Scientific classification
- Kingdom: Animalia
- Phylum: Mollusca
- Class: Gastropoda
- Subclass: Vetigastropoda
- Order: Lepetellida
- Superfamily: Haliotoidea
- Family: Haliotidae
- Genus: Haliotis
- Species: H. spadicea
- Binomial name: Haliotis spadicea Donovan, 1808
- Synonyms: Haliotis ficiformis Menke, 1844; Haliotis sanguinea Hanley, 1840; Haliotis sinuata Perry, 1811;

= Haliotis spadicea =

- Authority: Donovan, 1808
- Conservation status: LC
- Synonyms: Haliotis ficiformis Menke, 1844, Haliotis sanguinea Hanley, 1840, Haliotis sinuata Perry, 1811

Species of gastropod

The blood-spotted abalone (Haliotis spadicea) is a species of edible sea snail, a marine gastropod mollusk in the family Haliotidae, the abalone. This species is common on rocky shores on the coast of South Africa.

==Shell description==
The exterior of the shell of this species is reddish-purple in color, often with some white blotches. The shell has between 5 and 8 open respiratory pores along the margin. These holes collectively make up what is known as the selenizone which form as the shell grows. The snail shell grows to approximately 70 mm in length.

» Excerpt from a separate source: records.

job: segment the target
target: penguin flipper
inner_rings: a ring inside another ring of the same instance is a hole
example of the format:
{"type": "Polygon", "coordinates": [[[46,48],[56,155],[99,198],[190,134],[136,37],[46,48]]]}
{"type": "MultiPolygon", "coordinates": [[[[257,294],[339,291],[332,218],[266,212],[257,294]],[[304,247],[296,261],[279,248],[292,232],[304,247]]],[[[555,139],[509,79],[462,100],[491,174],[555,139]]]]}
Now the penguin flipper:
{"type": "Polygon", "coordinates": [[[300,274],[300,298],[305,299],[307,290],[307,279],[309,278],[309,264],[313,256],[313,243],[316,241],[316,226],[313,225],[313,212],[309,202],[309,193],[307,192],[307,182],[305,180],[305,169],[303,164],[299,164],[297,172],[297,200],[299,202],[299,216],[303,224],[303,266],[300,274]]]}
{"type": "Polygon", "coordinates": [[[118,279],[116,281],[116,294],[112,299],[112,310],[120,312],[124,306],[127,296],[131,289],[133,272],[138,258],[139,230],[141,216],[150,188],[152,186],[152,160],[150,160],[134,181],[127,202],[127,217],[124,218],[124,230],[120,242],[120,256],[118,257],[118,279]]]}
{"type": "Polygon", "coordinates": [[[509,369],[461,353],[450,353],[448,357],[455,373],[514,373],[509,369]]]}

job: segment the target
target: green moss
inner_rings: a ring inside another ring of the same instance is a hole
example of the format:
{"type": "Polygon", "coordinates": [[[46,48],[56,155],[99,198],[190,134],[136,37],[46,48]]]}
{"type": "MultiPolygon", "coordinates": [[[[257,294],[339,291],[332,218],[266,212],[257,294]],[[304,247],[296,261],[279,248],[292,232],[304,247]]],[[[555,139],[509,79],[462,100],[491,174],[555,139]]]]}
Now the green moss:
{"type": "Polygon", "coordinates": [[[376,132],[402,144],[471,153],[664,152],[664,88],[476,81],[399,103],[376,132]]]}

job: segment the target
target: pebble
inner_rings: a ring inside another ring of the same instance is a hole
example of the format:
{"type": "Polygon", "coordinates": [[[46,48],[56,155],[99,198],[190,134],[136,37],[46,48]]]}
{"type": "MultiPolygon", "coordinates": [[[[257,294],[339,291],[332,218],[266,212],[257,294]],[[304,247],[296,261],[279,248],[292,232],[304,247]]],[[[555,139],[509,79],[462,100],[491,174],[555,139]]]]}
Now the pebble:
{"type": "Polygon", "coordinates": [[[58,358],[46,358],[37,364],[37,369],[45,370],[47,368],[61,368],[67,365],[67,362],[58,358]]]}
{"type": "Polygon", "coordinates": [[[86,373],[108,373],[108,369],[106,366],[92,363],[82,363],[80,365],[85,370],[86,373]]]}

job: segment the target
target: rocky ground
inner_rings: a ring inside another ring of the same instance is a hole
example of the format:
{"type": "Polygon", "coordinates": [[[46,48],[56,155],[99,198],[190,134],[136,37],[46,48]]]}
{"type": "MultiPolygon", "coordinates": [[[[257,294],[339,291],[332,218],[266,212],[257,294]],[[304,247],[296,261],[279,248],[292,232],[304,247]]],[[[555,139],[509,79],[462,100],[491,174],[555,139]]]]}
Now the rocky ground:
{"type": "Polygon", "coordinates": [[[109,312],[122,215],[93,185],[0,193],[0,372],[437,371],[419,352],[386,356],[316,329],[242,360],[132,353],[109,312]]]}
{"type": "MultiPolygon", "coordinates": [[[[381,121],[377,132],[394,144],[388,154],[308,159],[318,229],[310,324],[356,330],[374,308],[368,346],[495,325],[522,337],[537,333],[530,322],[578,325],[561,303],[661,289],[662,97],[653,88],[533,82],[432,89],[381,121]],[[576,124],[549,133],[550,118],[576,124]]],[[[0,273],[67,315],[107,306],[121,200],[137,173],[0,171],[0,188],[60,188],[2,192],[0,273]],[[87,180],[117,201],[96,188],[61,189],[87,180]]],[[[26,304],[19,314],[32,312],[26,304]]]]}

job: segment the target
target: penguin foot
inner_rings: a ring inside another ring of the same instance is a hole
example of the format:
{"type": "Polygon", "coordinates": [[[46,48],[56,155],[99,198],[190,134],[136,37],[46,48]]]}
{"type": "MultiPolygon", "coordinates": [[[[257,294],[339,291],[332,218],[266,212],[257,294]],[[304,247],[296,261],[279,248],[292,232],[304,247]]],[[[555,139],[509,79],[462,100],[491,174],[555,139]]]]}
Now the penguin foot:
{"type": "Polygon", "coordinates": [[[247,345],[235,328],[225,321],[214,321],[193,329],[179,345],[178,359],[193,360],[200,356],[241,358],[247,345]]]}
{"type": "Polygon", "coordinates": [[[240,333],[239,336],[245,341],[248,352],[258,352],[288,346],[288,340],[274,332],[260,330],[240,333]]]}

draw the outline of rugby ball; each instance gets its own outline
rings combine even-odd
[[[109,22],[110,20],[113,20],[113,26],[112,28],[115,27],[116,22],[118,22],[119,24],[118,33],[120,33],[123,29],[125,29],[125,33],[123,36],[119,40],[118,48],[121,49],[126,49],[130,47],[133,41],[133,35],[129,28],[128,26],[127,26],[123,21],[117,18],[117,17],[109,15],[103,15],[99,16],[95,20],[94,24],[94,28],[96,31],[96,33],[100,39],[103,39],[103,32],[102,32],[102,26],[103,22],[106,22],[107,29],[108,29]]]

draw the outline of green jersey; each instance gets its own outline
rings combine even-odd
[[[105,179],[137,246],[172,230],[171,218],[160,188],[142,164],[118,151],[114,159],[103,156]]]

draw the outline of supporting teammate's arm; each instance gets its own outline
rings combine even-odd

"The depressed shell has an oblong-ovate shape, narrowed toward the anterior end. The distance of the apex from the margin is contained 7 or 8 times in the length of the shell. The spiral striae, when visible, are very indistinct but contain radiating, coarse, oblique folds. The left margin is regularly arcuate, the right one straightened, a little concave along the middle part of the outer lip. The shell is solid but rather thin, dark reddish-brown, variegated with blotches of snowy white, especially in the young. The spire is often of a peculiar bronze red. The surface contains a few impressed spiral striae, often scarcely visible, and low, very irregular undulations or radiating folds. These, too, are often subobsolete. The shell is not strongly carinated at the position of the row of perforations in adults. And there are several rather strong cords revolving parallel with the holes, between them and the columellar margin. The low spire is composed of about three whorls. The inner surface is brilliantly pearly. The columellar plate is narrow. Its edge is rounded, convex, sloping outward, and obliquely truncated below. The cavity of the spire is visible from
below. It is rather deep, usually of a beautiful red-bronze color inside."

"The more prominent characters are the peculiar form, narrowed at the anterior end, the reddish or chocolate surface, smooth except for radiating folds, and the coppery red stain within the cavity of the spire. This last feature is sometimes absent. The perforations are numerous, close together and almost perfectly circular. The columellar shelf or
plate slopes outward, is rather narrow and convex on its face. The shell when placed upon a plane surface, rests upon its two extremities, both lips being arched. The apex is nearer to the margin than in Haliotis midae, another Cape species, with which this one agrees in lacking spiral striation."

==Distribution==
This species occurs in the Indian Ocean off South Africa.

==Human use==
The meat of this abalone is edible, and has been consumed by people living along the coast in the past, although abalone fishing is now banned in South Africa.